Dois anos atrás, recebi de um caro amigo um enorme pacote de presente – colorido, carnavalesco, quase… circense. “Esse é um livro muito especial para mim”, disse ele. A embalagem continha um gordo exemplar de It, A Coisa, o aterrorizante clássico de Stephen King – e de toda a literatura de horror contemporânea. A epônima Coisa – sob o manto do maléfico palhaço Pennywise – estampava a capa da edição, branca e manchada de vermelho sangue. Como o amigo relapso que sou, deixei o pesado livro na estante, entre tantos outros na famigerada fileira “Ainda Vou Ler”. Após a estreia do trailer da nova adaptação cinematográfica, contudo, fui lembrado do presente – e, logo em seguida, arrebatado pela narrativa de uma das mais sombrias fantasias de todos os tempos.
Transcendendo os limites do horror enquanto gênero de nicho, A Coisa é o triunfo de Stephen King como exímio contador de histórias, capaz de desenvolver enredos psicologicamente complexos de forma minuciosa e de dar ritmo implacável a narrativas extensas. Seus clássicos, embasados em sua mitologia própria (surreal, mas terrivelmente verossímil) e tematicamente voltados à análise da escuridão humana em todas as suas formas, mesclam um alto grau de realismo a um conhecimento sociológico e folclórico de toda sua terra, em especial de seu estado natal de Maine.
A Coisa conta a história dos sete membros do Clube dos Perdedores, um aglomerado de desajustados (do líder Bill, gago e soturno, ao tímido Ben, obeso e brilhante) que se vê em conflito com a epônima Coisa, monstruoso horror lovecraftiano que assume a forma dos mais terríveis pesadelos para atrair, assassinar e devorar as crianças de Derry, Maine.
Um dos grandes êxitos do livro é o artifício temporal que King emprega com maestria, alternando a narrativa entre passado e presente para tecer um clima de horror crescente e cinética constante.
A cidade fictícia, amaldiçoada há séculos por essa criatura fétida e eternamente faminta, é descrita nos mínimos detalhes, tornando-se uma extensão geográfica do antagonista da obra. Ressurgindo a cada 27 anos, a Coisa é o avatar da podridão de Derry (e, por extensão, de toda a sociedade norte-americana) e também a encarnação do mais primordial dos horrores: o medo do próprio medo.
Tempo e terror
Um dos grandes êxitos do livro é o artifício temporal que King emprega com maestria, alternando a narrativa entre passado e presente para tecer um clima de horror crescente e cinética constante. No passado, a história traz como foco o primeiro embate do Clube dos Perdedores, ainda crianças, com a Coisa; no presente, após o início de um novo ciclo de mortes atribuídas à criatura, os membros do Clube, já adultos, retornam a Derry para um combate final com o antigo pesadelo de infância.

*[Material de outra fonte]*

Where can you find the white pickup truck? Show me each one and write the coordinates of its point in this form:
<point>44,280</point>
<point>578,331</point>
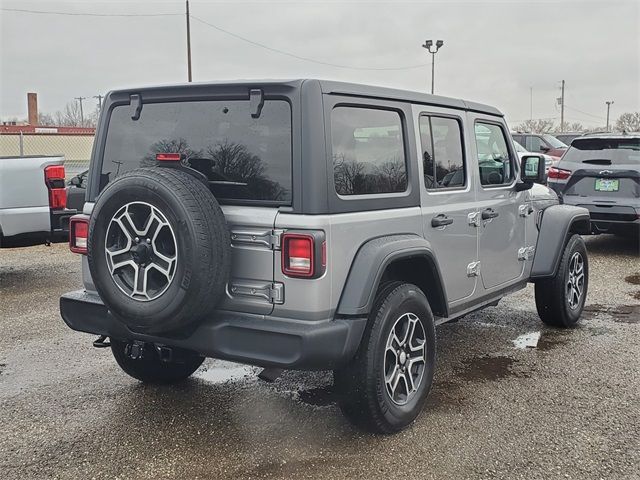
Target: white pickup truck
<point>33,199</point>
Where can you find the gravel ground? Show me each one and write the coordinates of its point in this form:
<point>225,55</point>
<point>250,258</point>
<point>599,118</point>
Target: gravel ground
<point>567,408</point>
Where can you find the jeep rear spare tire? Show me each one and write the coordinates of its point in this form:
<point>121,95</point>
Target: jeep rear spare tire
<point>159,249</point>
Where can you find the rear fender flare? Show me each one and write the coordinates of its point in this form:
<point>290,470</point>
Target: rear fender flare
<point>557,224</point>
<point>370,264</point>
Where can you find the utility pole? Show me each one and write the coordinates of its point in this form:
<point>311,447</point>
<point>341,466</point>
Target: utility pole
<point>562,108</point>
<point>188,43</point>
<point>81,114</point>
<point>609,103</point>
<point>428,44</point>
<point>99,98</point>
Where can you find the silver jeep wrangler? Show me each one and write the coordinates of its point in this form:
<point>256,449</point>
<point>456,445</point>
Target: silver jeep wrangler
<point>312,225</point>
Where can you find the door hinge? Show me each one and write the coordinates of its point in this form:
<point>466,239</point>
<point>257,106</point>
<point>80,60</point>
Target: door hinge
<point>474,219</point>
<point>473,269</point>
<point>525,253</point>
<point>525,210</point>
<point>275,239</point>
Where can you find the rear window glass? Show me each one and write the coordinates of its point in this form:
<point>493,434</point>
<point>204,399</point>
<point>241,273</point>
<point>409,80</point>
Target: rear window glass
<point>604,151</point>
<point>244,158</point>
<point>368,151</point>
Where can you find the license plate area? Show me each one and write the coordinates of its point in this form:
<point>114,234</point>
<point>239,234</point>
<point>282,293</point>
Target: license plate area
<point>607,185</point>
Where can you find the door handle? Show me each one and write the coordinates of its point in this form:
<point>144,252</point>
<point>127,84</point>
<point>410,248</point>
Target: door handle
<point>489,213</point>
<point>441,220</point>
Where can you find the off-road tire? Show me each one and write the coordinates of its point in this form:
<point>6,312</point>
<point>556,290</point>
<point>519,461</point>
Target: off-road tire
<point>551,294</point>
<point>363,396</point>
<point>203,249</point>
<point>150,369</point>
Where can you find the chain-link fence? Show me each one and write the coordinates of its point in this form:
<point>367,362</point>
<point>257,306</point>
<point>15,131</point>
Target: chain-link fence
<point>76,148</point>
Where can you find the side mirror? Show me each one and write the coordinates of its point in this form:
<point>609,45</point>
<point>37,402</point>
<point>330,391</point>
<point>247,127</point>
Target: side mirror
<point>532,170</point>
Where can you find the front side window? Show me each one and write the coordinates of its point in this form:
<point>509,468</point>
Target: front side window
<point>536,144</point>
<point>442,153</point>
<point>494,161</point>
<point>244,158</point>
<point>368,151</point>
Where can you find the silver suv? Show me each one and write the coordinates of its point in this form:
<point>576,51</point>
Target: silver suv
<point>312,225</point>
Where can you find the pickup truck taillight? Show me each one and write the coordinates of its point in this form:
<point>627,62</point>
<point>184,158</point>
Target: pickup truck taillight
<point>558,173</point>
<point>54,179</point>
<point>79,234</point>
<point>303,254</point>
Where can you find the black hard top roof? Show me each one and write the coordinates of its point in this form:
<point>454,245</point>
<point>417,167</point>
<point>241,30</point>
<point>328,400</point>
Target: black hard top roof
<point>344,88</point>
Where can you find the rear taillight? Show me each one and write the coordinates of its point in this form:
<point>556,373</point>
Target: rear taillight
<point>558,173</point>
<point>54,179</point>
<point>303,254</point>
<point>79,234</point>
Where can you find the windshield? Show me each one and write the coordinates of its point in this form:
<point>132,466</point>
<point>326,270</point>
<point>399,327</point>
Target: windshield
<point>622,151</point>
<point>554,142</point>
<point>244,158</point>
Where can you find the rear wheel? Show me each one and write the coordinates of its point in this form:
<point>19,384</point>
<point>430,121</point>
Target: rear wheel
<point>150,368</point>
<point>384,387</point>
<point>560,299</point>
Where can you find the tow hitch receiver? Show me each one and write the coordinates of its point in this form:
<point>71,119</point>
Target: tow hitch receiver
<point>135,350</point>
<point>101,342</point>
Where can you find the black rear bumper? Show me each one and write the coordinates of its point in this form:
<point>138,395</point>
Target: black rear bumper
<point>253,339</point>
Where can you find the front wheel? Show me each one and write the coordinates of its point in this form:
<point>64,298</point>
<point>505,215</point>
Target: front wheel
<point>560,299</point>
<point>385,386</point>
<point>150,368</point>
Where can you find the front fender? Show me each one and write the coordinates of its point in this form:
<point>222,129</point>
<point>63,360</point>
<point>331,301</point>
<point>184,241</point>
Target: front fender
<point>370,263</point>
<point>557,224</point>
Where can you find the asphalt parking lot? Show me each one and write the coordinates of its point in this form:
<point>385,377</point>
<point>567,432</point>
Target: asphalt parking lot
<point>567,408</point>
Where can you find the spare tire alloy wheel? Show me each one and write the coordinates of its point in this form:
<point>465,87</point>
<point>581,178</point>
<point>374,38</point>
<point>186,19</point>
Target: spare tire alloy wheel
<point>141,251</point>
<point>404,358</point>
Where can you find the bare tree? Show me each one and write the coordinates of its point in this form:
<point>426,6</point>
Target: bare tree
<point>539,125</point>
<point>628,122</point>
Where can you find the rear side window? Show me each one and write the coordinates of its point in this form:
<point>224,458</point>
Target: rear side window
<point>368,151</point>
<point>494,161</point>
<point>442,153</point>
<point>244,158</point>
<point>604,151</point>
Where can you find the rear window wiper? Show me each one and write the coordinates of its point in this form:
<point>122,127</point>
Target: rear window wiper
<point>598,161</point>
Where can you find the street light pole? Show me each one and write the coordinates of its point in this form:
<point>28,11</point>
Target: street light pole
<point>433,49</point>
<point>188,43</point>
<point>609,103</point>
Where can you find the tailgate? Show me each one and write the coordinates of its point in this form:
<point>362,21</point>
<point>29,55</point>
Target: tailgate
<point>251,287</point>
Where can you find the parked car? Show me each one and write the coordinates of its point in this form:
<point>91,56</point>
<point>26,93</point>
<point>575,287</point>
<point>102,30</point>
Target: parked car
<point>305,225</point>
<point>548,159</point>
<point>568,137</point>
<point>602,173</point>
<point>32,199</point>
<point>540,143</point>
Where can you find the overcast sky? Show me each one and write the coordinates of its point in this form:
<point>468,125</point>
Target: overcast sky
<point>494,52</point>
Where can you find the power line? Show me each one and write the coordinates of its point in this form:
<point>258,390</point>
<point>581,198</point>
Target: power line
<point>84,14</point>
<point>300,57</point>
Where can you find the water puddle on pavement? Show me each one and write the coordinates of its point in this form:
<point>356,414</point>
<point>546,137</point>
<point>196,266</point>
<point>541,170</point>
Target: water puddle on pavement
<point>633,279</point>
<point>222,372</point>
<point>618,313</point>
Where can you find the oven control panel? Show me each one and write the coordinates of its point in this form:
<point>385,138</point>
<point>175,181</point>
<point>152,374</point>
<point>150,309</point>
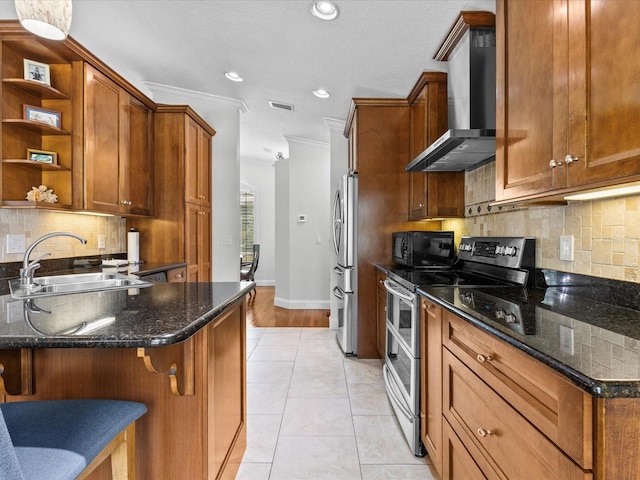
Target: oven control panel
<point>511,252</point>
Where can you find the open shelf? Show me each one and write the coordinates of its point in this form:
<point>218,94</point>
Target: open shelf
<point>37,127</point>
<point>35,165</point>
<point>44,91</point>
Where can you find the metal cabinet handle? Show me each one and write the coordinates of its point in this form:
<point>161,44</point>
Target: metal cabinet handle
<point>482,358</point>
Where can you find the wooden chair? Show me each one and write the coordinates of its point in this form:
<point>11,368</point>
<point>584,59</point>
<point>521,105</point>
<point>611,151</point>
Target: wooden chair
<point>67,439</point>
<point>248,270</point>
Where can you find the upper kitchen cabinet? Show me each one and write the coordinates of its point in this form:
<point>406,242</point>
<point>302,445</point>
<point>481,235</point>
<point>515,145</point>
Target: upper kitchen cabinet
<point>431,194</point>
<point>38,99</point>
<point>182,230</point>
<point>567,97</point>
<point>118,135</point>
<point>198,166</point>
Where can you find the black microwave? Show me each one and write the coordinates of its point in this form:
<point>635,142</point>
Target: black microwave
<point>423,248</point>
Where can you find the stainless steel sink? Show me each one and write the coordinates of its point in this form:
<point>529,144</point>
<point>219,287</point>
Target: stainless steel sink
<point>76,283</point>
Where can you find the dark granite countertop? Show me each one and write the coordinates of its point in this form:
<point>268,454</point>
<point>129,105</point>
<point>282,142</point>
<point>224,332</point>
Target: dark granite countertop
<point>603,315</point>
<point>163,314</point>
<point>602,358</point>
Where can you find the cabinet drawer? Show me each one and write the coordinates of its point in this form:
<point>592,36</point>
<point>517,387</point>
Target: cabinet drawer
<point>458,462</point>
<point>177,275</point>
<point>557,408</point>
<point>492,430</point>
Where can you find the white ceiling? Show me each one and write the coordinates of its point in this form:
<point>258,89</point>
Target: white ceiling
<point>376,48</point>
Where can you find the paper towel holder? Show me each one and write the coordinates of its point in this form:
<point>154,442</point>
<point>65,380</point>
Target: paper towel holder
<point>133,247</point>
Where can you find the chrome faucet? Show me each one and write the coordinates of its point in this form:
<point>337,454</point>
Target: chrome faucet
<point>26,272</point>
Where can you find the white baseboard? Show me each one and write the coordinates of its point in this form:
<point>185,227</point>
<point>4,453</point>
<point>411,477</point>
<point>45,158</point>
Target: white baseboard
<point>302,304</point>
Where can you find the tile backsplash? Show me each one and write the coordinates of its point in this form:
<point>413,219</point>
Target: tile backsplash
<point>35,223</point>
<point>606,232</point>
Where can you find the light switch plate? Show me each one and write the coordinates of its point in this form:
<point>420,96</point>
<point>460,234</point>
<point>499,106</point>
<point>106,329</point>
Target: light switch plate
<point>566,247</point>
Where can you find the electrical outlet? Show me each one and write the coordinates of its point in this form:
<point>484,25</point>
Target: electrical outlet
<point>566,339</point>
<point>566,247</point>
<point>15,243</point>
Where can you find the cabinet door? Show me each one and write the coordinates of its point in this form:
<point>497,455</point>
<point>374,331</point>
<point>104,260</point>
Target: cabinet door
<point>531,97</point>
<point>103,149</point>
<point>204,165</point>
<point>417,144</point>
<point>191,140</point>
<point>139,173</point>
<point>431,381</point>
<point>204,244</point>
<point>197,163</point>
<point>604,41</point>
<point>191,218</point>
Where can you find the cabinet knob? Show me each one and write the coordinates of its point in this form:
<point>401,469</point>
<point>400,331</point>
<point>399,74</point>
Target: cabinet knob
<point>554,164</point>
<point>483,358</point>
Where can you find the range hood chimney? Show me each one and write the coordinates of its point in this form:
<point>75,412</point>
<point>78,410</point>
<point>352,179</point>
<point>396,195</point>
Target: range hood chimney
<point>470,49</point>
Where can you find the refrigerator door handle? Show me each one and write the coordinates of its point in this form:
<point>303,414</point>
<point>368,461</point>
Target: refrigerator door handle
<point>336,231</point>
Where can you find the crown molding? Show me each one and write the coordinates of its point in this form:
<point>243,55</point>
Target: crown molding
<point>306,141</point>
<point>208,98</point>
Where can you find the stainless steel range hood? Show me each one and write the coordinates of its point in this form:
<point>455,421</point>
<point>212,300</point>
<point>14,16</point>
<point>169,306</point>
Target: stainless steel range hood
<point>471,84</point>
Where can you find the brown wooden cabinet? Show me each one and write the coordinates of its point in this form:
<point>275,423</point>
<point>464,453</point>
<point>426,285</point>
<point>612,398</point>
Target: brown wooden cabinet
<point>182,230</point>
<point>381,317</point>
<point>18,134</point>
<point>377,130</point>
<point>431,381</point>
<point>567,103</point>
<point>103,142</point>
<point>431,194</point>
<point>117,148</point>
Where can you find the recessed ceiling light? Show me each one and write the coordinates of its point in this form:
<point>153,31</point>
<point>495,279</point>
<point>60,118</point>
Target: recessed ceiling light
<point>325,10</point>
<point>233,76</point>
<point>320,93</point>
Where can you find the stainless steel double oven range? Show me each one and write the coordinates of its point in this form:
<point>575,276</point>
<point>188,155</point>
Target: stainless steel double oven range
<point>481,262</point>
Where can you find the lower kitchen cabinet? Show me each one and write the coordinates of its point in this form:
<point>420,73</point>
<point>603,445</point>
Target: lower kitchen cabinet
<point>491,411</point>
<point>431,381</point>
<point>381,321</point>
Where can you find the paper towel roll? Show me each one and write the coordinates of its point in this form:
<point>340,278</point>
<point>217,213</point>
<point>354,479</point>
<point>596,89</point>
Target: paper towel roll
<point>133,247</point>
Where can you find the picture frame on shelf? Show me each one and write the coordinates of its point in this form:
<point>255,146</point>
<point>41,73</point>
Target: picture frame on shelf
<point>52,118</point>
<point>37,72</point>
<point>42,156</point>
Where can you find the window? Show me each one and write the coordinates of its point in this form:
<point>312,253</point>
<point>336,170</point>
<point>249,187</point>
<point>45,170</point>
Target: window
<point>247,224</point>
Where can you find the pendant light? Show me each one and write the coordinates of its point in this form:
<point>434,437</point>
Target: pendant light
<point>46,18</point>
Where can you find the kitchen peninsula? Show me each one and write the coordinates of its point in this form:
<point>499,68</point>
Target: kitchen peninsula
<point>177,347</point>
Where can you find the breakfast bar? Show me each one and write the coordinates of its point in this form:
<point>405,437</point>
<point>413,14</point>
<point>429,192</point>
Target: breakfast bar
<point>179,348</point>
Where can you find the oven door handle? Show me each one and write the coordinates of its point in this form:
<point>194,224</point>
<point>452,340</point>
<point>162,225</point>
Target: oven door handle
<point>392,289</point>
<point>392,391</point>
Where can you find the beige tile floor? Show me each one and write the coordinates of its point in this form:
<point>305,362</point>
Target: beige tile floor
<point>314,414</point>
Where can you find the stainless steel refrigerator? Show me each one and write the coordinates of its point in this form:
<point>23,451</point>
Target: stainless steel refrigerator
<point>345,273</point>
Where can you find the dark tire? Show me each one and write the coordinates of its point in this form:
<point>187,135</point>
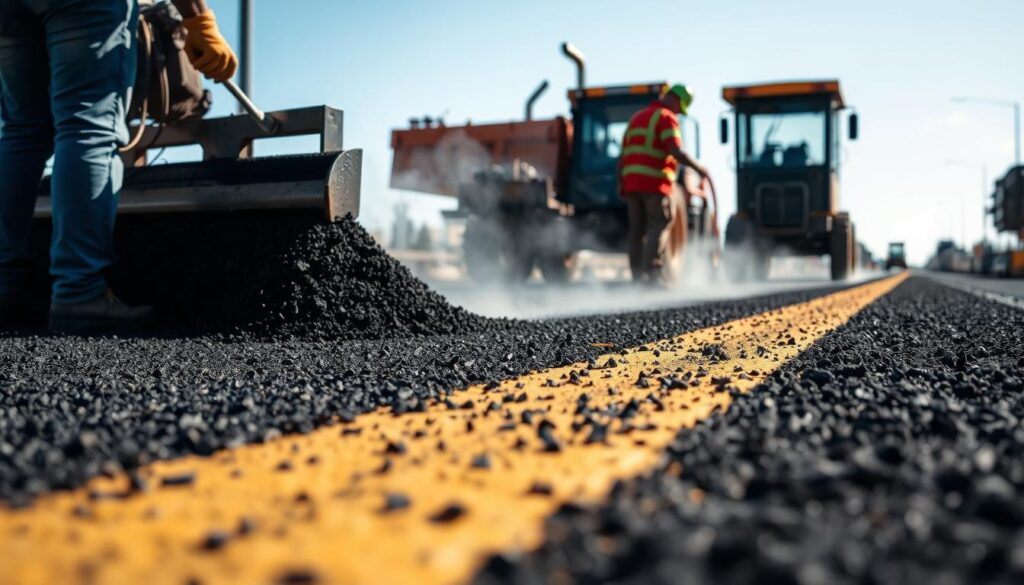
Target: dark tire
<point>557,269</point>
<point>840,247</point>
<point>491,257</point>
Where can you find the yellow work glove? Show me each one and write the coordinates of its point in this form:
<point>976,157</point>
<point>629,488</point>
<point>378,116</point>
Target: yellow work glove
<point>207,48</point>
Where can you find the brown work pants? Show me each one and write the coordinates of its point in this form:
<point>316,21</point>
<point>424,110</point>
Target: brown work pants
<point>650,216</point>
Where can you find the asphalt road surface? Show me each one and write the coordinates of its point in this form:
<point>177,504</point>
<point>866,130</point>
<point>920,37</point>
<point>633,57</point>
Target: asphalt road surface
<point>868,432</point>
<point>1010,291</point>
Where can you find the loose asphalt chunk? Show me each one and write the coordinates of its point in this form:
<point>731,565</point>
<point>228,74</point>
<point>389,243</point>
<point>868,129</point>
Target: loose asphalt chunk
<point>890,452</point>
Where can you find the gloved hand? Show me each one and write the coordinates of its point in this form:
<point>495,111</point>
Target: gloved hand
<point>208,49</point>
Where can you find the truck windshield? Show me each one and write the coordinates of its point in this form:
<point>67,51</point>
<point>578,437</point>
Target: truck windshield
<point>602,125</point>
<point>782,139</point>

Ao alternar entre essas duas sagas, complementares mas fundamentalmente distintas, King mantém um clima de terror psicológico absolutamente visceral, ao mesmo tempo em que lida, de forma inesperadamente delicada, com os mais fundamentais dilemas humanos – amor, sexo, vingança, companheirismo, lembrança, legado, dever e, principalmente, a brutal metamorfose da infância à idade adulta.
É claro, as ambições do autor com o escopo dessa narrativa seriam infundadas se esta não contasse com personagens fortes, tridimensionais e memoráveis – e esse é outro ponto de excelência de A Coisa, elevando a obra sobre outros clássicos do horror (e do próprio King). Sem exceção, os sete membros do Clube dos Perdedores são minuciosamente desenvolvidos, cada um com seu histórico extenso e maneirismos pessoais. Mais impressionante ainda é a constância dessas personagens, cujos pontos de vista são apresentados sucessivamente para que possamos conhecê-las todas: adultas ou crianças, passamos a reconhecer suas particularidades psicológicas, seus sonhos e medos e forças. Ao término do enredo, os protagonistas simplesmente deixam saudades – algo cada vez mais raro para qualquer obra de ficção.
Devido à extensão do livro (são 1104 páginas), A Coisa não é uma leitura breve, mas o excelente ritmo da narrativa garante que dificilmente se tornará tediosa. Pessoalmente, as únicas críticas que tenho envolvem a inclusão de determinados interlúdios que, embora forneçam detalhes importantes para desenvolver a ambientação e história de Derry, podem quebrar o impulso da trama para leitores menos pacientes. Não foi o meu caso: mesmo com as pausas, A Coisa me arrastou por seus labirintos sombrios com a força de um pesadelo de infância – nefasto, belo e inesquecível.
A COISA | Stephen King
Editora: Suma de Letras;
Tradução: Regiane Winarski;
Tamanho: 1104 págs.;
Lançamento: Agosto, 2014 (atual edição).